Champions of Mystara is an accessory for the Dungeons & Dragons fantasy role-playing game, published in 1993.

==Contents==
This boxed set for the Dungeons & Dragons game is based on the "Princess Ark" chronicles from the pages of Dragon magazine, and includes everything needed to build a campaign around Prince Haldemar of Haaken and his skyship. The "Designer's Manual" explains how to construct skyships from scratch and launch them into outer space. The void between worlds is as frigid as an arctic night, negative gravity planes can cause vessels to capsize in mid-air, and passengers who do not wear air masks or cast spells to create an atmosphere are at risk of suffocation.
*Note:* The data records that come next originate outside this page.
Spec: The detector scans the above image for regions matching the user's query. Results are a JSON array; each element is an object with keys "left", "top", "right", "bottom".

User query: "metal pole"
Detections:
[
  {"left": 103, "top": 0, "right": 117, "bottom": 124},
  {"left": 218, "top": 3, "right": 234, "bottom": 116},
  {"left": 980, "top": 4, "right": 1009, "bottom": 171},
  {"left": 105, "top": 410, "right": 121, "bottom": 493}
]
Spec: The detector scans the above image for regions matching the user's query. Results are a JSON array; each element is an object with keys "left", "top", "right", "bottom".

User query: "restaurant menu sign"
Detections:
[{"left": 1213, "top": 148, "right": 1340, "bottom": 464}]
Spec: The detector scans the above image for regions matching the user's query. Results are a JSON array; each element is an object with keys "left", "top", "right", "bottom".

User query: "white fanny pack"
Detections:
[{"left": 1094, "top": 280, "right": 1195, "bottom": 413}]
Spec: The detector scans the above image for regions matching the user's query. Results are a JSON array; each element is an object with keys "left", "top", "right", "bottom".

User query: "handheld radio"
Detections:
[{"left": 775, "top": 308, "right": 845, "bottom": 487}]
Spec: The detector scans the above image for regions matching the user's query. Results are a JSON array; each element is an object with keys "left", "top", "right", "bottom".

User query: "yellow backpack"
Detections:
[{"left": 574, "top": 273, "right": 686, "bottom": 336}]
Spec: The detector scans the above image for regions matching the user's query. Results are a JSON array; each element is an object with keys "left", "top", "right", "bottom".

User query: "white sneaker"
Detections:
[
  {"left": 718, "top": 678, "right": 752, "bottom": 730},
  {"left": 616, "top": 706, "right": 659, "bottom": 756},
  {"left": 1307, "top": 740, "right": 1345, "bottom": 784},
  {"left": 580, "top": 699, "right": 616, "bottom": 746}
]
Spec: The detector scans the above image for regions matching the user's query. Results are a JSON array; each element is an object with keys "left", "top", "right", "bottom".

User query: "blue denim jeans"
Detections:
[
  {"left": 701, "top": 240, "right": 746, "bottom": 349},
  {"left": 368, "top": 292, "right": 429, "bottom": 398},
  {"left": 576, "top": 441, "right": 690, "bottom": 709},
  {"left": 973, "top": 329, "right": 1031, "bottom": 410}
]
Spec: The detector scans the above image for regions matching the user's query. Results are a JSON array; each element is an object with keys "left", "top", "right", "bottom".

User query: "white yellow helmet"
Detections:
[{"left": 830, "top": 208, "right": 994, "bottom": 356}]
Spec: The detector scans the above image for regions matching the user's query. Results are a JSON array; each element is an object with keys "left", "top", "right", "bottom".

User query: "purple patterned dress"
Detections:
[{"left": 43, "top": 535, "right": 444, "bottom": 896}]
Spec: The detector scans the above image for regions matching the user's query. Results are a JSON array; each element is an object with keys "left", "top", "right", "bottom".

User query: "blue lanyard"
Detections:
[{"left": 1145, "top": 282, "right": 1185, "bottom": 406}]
This boxed set includes the following items:

- Champions of Mystara: Designers Manual, which is a 64-page booklet for creating Skyships, the mode of transportation central to this module. The booklet includes details regarding Skyship engineering, air travel, aerial combat, and navigating to other worlds. There is a Skyship Record Sheet as well.
- Champions of Mystara: Heroes of the Princess Ark, which is the adventure that was serialized in Dragon Magazine issues #153 - #188. The booklet is 95 pages, and includes detailed descriptions of the Princess Ark skyship and its crew. It also includes a chronicle of the skyship's travels.
- Champions of Mystara: Explorer's Manual,which is a geographical and cultural expansion for Mystara, highlighting two of the cultures featured in the Dragon Magazine printing of Princess Ark, as well as introducing two new cultures: the Graakhalians and the Karimari. It includes regional information, provided in a gazetteer style. This booklet is also 64 pages.
- A map of the Great Wastes
- A map of the Serpent Peninsula
- 2 deckplans for the Princess Ark, suitable for use with 25mm scale miniatures
- 8 skyship recognition cards
- A customer response card
- A Winter 1993 TSR catalog

==Publication history==
Champions of Mystara was designed by Ann Dupuis and Bruce A. Heard, and published by TSR as a boxed set containing eight vehicle blueprints and four poster maps. The box art was by Robh Ruppel, with book cover art by Fred Fields and interior art by Terry Dykstra. The publication date is 1993.

==Reception==
Rick Swan reviewed Champions of Mystara for Dragon magazine No. 202 (February 1994). He suggests that fans "mourning the loss of the "Princess Ark" chronicles [...] can console themselves with this lavish boxed set". He compared the space exploration feature of the set to the Spelljammer setting for AD&D, noting that "Mystara physics aren't nearly as cooperative", raising the question, "You thought piloting an Alphatian yacht would be easy?" Keith H. Eisenbeis reviewed the module in a 1994 issue of White Wolf. He stated that the product, "provides all that’s necessary to bring the adventure elements of this excellent series into the D&D game setting". He rated it at 3 out of 5 points for Value, and 4 points for Appearance, Concepts, Complexity, and Playability.